One factor in history are the relevant records, where they are, how they might be accessed and how easy or difficult they are to read. For me the newly digitised records that are indexed of so many sources means that all that time and expense of travel etc. can be avoided for many records.

Also, gone are all those scribbled notes in boxes or files that are piled up that are easy to forget or rather later find. Also gone is the heaving, getting and ploughing through hefty volumes with a good chance of missing or not registering significant detail.

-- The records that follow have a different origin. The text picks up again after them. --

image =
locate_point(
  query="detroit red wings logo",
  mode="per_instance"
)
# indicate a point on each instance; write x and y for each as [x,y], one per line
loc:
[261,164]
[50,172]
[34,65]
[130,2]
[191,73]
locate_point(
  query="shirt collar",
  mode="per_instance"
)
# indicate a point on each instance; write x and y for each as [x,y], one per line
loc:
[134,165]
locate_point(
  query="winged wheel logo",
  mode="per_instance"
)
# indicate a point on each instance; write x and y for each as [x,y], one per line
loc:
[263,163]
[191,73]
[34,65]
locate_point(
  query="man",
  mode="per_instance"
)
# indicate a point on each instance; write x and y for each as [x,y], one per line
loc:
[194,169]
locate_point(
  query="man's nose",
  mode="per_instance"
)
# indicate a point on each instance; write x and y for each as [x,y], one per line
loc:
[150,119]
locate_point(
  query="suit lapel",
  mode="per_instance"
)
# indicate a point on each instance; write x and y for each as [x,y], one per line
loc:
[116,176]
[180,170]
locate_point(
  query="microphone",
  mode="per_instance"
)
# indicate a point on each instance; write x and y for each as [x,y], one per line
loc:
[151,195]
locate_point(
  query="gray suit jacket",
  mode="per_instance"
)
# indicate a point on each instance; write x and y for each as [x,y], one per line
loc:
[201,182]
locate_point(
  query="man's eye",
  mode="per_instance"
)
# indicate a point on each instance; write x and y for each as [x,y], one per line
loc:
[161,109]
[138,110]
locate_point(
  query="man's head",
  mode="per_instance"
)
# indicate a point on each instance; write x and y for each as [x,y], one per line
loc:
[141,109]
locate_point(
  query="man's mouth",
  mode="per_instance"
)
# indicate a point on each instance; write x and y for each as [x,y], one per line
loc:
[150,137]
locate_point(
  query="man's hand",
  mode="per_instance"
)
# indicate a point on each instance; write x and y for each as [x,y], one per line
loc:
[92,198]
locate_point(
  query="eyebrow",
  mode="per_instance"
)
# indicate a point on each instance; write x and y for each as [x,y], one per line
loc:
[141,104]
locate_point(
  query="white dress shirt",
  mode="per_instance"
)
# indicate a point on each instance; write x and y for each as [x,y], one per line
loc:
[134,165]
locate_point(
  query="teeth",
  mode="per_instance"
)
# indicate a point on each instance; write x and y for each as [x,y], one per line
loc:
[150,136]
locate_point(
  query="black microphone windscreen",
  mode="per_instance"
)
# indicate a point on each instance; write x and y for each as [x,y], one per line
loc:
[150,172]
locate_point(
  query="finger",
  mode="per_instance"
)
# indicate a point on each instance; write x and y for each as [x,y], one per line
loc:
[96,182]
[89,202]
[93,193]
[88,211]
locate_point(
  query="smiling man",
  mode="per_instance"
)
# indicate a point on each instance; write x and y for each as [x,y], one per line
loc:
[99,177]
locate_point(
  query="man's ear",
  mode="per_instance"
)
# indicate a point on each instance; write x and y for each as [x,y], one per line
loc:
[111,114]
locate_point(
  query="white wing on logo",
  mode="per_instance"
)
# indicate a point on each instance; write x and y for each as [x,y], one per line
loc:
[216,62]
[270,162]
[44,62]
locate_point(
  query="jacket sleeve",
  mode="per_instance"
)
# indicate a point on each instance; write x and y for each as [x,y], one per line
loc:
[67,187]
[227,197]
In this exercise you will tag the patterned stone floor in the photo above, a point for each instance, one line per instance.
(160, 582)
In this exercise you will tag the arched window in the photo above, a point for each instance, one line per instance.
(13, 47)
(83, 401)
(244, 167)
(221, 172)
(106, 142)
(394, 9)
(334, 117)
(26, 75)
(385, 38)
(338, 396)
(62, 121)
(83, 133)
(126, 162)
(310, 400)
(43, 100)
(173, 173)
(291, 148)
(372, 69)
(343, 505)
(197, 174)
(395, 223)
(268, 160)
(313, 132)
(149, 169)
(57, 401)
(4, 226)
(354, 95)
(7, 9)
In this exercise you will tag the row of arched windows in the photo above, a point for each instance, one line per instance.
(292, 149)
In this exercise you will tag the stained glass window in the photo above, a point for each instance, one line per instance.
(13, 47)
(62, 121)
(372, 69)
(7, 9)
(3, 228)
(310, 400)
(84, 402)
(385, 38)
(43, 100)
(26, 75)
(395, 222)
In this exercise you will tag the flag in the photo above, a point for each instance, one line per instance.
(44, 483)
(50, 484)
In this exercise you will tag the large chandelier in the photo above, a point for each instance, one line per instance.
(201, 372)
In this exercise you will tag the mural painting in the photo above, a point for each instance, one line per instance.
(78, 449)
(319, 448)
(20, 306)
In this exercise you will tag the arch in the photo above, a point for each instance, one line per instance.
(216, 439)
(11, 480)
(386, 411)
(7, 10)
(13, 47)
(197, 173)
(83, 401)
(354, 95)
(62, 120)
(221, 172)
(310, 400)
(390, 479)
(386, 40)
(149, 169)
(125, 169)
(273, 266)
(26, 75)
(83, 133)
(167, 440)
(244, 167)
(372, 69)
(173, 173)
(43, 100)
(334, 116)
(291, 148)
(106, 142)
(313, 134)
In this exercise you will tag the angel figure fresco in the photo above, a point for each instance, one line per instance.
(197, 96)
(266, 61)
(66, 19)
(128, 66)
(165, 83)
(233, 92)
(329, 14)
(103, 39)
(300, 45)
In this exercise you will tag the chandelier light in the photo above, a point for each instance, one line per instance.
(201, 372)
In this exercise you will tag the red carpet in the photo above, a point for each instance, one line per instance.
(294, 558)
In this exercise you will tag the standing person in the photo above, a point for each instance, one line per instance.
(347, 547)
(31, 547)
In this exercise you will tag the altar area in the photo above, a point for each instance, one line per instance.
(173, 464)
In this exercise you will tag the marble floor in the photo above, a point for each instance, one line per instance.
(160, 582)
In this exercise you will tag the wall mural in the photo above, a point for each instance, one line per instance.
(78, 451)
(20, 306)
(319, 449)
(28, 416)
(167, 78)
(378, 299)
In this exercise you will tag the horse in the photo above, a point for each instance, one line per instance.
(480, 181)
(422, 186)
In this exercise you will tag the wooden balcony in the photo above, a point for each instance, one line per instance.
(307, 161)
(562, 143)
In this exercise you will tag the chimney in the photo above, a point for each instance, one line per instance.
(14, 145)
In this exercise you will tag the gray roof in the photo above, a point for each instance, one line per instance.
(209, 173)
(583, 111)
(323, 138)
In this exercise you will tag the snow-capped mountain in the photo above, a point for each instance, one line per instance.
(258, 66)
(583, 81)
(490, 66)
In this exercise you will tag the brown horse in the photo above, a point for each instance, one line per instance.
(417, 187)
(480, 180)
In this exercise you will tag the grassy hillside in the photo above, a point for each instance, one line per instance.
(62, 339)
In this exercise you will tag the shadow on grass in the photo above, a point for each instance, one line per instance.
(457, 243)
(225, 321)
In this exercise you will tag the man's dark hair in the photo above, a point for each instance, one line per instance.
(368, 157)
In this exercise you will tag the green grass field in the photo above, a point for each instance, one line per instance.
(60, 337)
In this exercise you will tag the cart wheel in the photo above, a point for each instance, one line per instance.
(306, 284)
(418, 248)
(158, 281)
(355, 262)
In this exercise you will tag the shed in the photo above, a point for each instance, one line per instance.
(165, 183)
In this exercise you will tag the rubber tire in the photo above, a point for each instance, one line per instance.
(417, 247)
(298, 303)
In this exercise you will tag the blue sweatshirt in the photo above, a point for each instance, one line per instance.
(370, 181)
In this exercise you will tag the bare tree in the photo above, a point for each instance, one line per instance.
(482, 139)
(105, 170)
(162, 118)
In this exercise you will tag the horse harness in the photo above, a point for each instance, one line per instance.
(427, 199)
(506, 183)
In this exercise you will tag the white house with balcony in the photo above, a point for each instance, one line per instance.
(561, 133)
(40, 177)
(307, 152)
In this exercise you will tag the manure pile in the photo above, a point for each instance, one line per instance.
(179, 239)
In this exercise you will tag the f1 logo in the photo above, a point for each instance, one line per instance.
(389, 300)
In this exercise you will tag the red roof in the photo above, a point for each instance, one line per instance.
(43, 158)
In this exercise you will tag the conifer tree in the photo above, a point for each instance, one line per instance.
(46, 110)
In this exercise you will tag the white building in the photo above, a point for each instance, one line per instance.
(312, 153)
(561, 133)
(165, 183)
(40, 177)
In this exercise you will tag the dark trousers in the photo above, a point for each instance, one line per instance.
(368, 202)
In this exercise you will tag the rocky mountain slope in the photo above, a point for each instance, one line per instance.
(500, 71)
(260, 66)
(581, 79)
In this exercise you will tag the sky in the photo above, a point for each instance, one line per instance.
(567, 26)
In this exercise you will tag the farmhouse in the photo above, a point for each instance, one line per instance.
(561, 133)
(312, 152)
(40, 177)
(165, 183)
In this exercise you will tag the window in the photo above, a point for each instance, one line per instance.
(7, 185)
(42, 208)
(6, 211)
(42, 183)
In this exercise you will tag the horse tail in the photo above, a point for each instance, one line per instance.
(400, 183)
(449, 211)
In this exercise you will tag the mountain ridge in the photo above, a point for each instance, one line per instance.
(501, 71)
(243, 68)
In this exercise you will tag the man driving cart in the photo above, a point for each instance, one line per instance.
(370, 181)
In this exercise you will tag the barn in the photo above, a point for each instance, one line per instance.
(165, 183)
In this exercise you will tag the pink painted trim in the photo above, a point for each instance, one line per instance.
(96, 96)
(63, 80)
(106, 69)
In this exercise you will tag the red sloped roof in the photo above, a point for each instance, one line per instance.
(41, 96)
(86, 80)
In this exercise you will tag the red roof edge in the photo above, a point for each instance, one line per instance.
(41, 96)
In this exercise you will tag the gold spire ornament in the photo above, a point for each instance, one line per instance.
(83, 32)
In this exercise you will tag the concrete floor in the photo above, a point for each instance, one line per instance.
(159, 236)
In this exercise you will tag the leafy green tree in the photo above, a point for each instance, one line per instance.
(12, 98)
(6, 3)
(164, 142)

Rewriting the course of history or changing history has become so much easier. There could soon be a lot of it about. The great house of history might well be found to have a lot more "beams" than expected.

4 comments:

  1. Good point. Scholarship could advance dramatically if this new nexus is used wisely.

    ReplyDelete
  2. "History is but a lie agreed upon."
    Napoleon Bonaparte.

    ReplyDelete
  3. Imagine future scholars relying upon the Daily Mail...

    ReplyDelete
  4. "Rewriting the course of history or changing history has become so much easier."

    Yes - imagine all those quiet conversations nobody ever recorded. Now they can be invented once those involved are dead. Perhaps before.